Thank you! Some images in the Train / csv sometimes no longer have annotations in the associated label file. We can clearly see in the train that an image is associated with cssvd and healthy but in the associated label file we no longer see cssvd. Is this an anomaly or a misunderstanding on my part?
I believe the correct IDs are in the labels folder
Yeah, I guess so, but ... those are all numeric.
So is a label of 2 or 1 healthy? Is cssvd 0 or 1?
Thank you for pointing this error out. Here is a quick fix that you can include in your notebook:
# strip any spacing from the class item and make sure it is a string
train['class'] = train['class'].str.strip()
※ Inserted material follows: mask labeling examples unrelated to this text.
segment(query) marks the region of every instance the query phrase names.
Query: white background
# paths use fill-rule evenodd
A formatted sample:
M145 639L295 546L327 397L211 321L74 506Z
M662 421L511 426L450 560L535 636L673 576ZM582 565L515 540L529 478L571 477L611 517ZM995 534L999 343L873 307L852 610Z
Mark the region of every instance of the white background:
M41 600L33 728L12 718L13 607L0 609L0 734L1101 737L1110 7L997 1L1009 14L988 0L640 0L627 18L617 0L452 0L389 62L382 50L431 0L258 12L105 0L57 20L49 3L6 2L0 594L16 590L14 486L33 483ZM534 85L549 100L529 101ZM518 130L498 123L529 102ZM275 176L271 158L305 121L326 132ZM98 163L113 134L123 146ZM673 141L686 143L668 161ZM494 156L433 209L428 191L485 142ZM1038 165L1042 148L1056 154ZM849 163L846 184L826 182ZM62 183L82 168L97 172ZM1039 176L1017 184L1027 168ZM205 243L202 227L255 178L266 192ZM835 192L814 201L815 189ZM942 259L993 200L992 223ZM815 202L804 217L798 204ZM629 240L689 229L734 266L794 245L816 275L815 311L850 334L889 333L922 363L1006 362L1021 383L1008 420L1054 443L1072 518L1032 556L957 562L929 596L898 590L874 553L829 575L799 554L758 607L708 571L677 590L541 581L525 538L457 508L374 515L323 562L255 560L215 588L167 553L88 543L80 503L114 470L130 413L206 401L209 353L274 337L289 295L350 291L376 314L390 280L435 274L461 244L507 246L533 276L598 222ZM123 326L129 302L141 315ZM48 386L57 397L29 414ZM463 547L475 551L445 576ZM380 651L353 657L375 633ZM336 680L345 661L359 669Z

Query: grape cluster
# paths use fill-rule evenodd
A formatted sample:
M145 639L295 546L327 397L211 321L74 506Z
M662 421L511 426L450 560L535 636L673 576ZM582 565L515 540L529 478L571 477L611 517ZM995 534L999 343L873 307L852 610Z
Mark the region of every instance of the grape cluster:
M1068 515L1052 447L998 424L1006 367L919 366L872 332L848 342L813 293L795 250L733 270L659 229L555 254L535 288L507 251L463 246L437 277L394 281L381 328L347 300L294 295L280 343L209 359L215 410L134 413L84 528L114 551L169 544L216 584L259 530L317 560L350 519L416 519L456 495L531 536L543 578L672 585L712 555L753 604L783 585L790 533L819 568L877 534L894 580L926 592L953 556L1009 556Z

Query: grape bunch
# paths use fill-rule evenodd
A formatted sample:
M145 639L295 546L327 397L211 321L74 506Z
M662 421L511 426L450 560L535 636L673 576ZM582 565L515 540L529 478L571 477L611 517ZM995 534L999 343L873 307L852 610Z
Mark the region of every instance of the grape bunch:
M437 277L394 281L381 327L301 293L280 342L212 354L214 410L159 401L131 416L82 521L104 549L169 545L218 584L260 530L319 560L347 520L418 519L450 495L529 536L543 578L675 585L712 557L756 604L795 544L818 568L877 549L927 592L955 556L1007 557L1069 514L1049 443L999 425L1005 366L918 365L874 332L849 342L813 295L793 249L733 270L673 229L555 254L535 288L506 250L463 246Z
# The correct mapping from class to class_id
class_map = {cls: i for i, cls in enumerate(sorted(train['class'].unique().tolist()))}
# This will give you
{'anthracnose': 0, 'cssvd': 1, 'healthy': 2}
# Map it
train['class_id'] = train['class'].map(class_map)
# Check
train[['class', 'class_id']].value_counts()
class class_id count
healthy 2 4280
cssvd 1 3241
anthracnose 0 2271
Great, thanks for clarifying
Thank you! Some images in the Train / csv sometimes no longer have annotations in the associated label file. We can clearly see in the train that an image is associated with cssvd and healthy but in the associated label file we no longer see cssvd. Is this an anomaly or a misunderstanding on my part?